5. Tak terduga

175 9 0
                                    

Annyeong yeorobun!

I'm back!

How are you? I hope you always happy and stay healthy.

Karena pada dasarnya yang paling tajam di dunia ini adalah lidah.

***

Sinar matahari mulai menembus dan membius semua orang dengan panasnya, terutama semua siswa di kantin. Kebanyakan mereka nongkrong karena tidak mau mengikuti pelajaran. Lagi pula beberapa kelas sedang kosong seharian ini, entah ada apa guru pun seperti tidak perduli dengan muridnya.

Begitupun Marvel dan para pengikutnya yang sedang asik ngobrol di kantin, banyak yang mereka bicarakan mulai dari hal penting sampai hal tak berguna sekalipun. Semuanya tak luput dari perbincangan mereka tadi, tadi sebelum Marvel dan Albert fokus pada kesibukannya. Marvel fokus melamun, sedang Albert fokus dengan ponselnya.

"Woy!" Rey berteriak membuyarkan lamunan Marvel hingga refleks lelaki itu memukul kepala Rey dengan kotak tisu yang ada di meja.

"Bangsat!" Rey mengumpat seraya mengusap kepalanya yang nyeri tak karuan. Sialan Marvel ini, niat membunuhnya atau bagaimana sih?

"Mampus!" Hanya itu sekiranya mata yang dilontarkan oleh Albert. Mana mungkin lelaki itu menolong Rey, ia malah bahagia jika Rey ternistakan.

"Sialan kalian berdua ya!" Sarkas Rey tajam. Rey benar-benar seperti idiot yang ditertawai. Kalau bisa, ia ingin memukul kedua kepala sahabatnya menggunakan pemukul bisbol.

Rey menghela nafasnya, kemudian tersenyum seakan tak terjadi apa-apa. "Kalian pengen gue mati?" Tanyanya lembut dibalas anggukan cepat keduanya. Sialan sekali dia temannya. Capek Rey capek.

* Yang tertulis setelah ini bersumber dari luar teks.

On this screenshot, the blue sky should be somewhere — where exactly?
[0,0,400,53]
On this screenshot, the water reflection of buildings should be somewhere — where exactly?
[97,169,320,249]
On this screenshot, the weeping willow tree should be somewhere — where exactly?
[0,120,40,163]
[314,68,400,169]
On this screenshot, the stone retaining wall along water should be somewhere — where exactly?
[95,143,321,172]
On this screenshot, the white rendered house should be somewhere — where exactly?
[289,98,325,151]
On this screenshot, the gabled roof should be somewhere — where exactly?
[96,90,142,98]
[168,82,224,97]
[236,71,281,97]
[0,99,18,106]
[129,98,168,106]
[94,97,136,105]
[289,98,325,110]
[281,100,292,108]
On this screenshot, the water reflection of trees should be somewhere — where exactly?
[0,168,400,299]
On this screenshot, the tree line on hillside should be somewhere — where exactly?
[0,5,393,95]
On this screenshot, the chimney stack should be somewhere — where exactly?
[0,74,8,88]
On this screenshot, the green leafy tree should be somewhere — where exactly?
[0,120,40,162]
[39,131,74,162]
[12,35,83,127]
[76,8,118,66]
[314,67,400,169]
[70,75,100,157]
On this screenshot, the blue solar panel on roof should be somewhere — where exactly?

"Orang sabar disayang Tuhan, apalagi gue tampan." Puji Rey untuk dirinya sendiri menghadirkan tatapan jijik dari dua sahabatnya. Sangat tidak berperikemanusiaan, untung saja Rey tampan.

Keduanya hanya memutar bola matanya malas. Meladeni Rey seperti meladeni orang gila. Yang ada mereka bisa ikut gila.

"Alay." Gumam Albert membuat Rey kembali menghela nafasnya sabar, hela nafas saja terus sampai tak bernafas. Rey ikhlas, Albert itu sudah biasa mengeluarkan kata-kata pedas bahkan sangat menusuk hati. Yang penting keluar suara saja sudah cukup bagi Albert.

Rey benar-benar muak, ingin rasanya ia mengajak Albert bertumbuk sekarang juga tapi ia harus sadar diri, mengingat sepak terjang Albert yang bukan main-main.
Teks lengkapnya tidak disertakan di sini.